SessionsTracker™ is a fundamental component of SafeConnect and IdentityConnect which tracks and correlates device session information in real-time. SessionsTracker™ unifies session management of “start”, “stop” and “update” information and data from network sources in a timely and accurate manner. SessionsTracker™ correlates information from “flow based” technologies like “Netflow” and “Sflow”, as well as control protocol services such as RADIUS and DHCP to maintain a “session” for the duration of time a device is active on the network. SessionsTracker™ enables SafeConnect to collect and correlate supplemental data (such as an identity-username or device type) from additional sources available on the network.
SessionTracker™ adds unique functionality which powers client life-cycle processing, keeping track of the user session as it travels from access point to access point–maintaining persistence and identity and eliminating cumbersome re-authentication. The feature also manages potential IP changes, freeing resources no longer needed as devices move in dynamic network environments. SessionTracker™ has been designed by Impulse Point “from the ground up” with dynamic, highly dense networks in mind.
The explosion of mobile devices, coupled with advances in wireless technologies and readily available cloud-based applications, has driven a fundamental computing shift within large network environments. Today nearly everyone has a smart phone, a laptop computer, and/or tablet in addition to other network-ready devices—which has created the need for IT organizations to implement higher density wireless networks to support the escalating volume of mobile devices.
The number and diversity of mobile devices in any corporation, hospital, college campus, or school district has exploded – easily tripling the number of devices seen just a few years ago. This puts tremendous pressure on IT infrastructure; as devices are added more resources are used, more bandwidth is consumed, more IP addresses are allocated and re-cycled, and more wireless access points are required to handle the increased density. The ability to successfully identify device types, ascertain the identity of the user, and maintain a positive user experience while roaming has also become a formidable challenge. Additionally, organizations are being challenged with the task of correlating device and user identity over time across their networks for regulatory compliance; security forensics purposes; and identity-based web content access and bandwidth management policies.

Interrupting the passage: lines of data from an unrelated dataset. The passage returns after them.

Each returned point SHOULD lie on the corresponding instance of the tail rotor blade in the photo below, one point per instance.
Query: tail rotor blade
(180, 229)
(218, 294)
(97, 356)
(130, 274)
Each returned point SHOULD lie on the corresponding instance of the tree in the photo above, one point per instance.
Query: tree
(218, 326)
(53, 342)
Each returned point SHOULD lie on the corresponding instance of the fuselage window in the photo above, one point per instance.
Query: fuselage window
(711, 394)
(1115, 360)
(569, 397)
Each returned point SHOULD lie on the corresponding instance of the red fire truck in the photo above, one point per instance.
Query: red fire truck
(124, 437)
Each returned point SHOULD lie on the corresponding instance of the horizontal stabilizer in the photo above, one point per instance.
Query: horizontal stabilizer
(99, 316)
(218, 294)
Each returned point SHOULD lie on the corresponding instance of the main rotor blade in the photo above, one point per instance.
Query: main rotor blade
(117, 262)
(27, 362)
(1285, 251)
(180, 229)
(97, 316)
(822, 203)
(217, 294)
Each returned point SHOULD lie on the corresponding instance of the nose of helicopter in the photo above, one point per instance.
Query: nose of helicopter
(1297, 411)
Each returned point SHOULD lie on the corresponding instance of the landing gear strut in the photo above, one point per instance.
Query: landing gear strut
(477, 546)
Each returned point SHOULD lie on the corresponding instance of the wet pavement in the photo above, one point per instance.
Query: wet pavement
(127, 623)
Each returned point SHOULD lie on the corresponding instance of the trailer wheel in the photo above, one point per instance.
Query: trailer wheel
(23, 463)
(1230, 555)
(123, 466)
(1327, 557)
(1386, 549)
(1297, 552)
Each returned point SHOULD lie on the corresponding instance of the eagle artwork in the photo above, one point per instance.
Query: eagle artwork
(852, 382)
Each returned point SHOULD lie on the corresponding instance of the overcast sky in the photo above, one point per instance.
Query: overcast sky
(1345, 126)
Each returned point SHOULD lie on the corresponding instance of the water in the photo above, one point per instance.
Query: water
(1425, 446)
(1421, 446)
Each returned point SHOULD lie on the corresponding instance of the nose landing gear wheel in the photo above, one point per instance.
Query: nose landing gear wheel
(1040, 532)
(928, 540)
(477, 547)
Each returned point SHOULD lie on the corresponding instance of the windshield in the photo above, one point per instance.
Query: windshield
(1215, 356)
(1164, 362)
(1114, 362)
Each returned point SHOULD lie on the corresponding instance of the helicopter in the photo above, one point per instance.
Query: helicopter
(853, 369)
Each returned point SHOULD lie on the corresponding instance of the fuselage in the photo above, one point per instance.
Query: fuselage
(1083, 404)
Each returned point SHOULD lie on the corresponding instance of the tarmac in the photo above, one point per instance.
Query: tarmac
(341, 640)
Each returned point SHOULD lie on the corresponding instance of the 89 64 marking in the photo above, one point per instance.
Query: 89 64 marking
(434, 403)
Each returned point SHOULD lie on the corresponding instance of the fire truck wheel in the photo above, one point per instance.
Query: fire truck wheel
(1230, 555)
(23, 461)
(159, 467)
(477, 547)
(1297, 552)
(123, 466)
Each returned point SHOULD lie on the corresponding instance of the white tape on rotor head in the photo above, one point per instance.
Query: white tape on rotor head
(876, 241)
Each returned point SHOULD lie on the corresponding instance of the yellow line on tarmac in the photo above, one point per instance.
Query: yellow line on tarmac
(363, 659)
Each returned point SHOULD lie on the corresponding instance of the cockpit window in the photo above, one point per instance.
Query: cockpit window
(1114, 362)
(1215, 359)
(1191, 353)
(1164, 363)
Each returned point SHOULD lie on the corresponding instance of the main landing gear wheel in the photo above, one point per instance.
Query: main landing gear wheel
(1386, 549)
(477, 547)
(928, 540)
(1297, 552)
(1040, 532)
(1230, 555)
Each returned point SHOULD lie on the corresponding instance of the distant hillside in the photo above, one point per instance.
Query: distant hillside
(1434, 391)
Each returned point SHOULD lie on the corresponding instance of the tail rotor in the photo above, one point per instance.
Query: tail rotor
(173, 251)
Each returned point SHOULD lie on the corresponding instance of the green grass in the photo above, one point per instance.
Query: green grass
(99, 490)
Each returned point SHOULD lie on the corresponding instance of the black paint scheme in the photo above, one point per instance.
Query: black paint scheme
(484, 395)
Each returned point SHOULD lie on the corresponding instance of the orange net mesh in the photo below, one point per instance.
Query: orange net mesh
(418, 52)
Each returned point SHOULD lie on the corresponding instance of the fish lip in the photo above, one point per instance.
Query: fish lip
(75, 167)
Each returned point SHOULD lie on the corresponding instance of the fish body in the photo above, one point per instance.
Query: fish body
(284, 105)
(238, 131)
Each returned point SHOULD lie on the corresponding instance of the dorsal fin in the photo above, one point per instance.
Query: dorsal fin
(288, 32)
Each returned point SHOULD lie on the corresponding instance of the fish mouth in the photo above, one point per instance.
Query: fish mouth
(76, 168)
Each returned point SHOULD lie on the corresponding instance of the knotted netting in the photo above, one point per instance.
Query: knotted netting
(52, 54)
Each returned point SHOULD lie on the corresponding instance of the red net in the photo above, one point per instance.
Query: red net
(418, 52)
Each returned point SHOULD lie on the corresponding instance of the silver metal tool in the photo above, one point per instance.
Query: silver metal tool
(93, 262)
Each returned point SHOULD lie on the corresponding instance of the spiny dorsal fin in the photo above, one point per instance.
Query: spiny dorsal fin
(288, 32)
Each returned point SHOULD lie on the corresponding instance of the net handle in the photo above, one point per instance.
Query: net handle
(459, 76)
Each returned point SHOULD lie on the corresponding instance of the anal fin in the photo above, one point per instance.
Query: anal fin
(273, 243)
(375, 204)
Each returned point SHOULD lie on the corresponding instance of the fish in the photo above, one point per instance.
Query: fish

In the past, most institutions did not track identity-to-device information. This was mainly because the trend of long-term single location wired computing provided enough consistency to address the need to identify users and devices. Administrators could safely assume that should an event occur, the user would be easily identified, as the identifiable information would not have changed. With nearly all devices connecting wirelessly, this is no longer the case.
Today, virtually all wireless systems employ the ability to export authentication and/or device specific data like RADIUS Accounting. However, RADIUS Accounting was implemented over 15 years ago and was not designed or intended to address today’s constantly roaming mobile environment.
Wireless controllers will attempt to publish RADIUS Accounting information as clients roam, connecting from controller to controller; however, the result of all this communication must be analyzed. No definitive information exists indicating where a client is (in relation to the network) and how long the client has been attached. To solve this problem, Impulse Point has developed SessionsTracker™.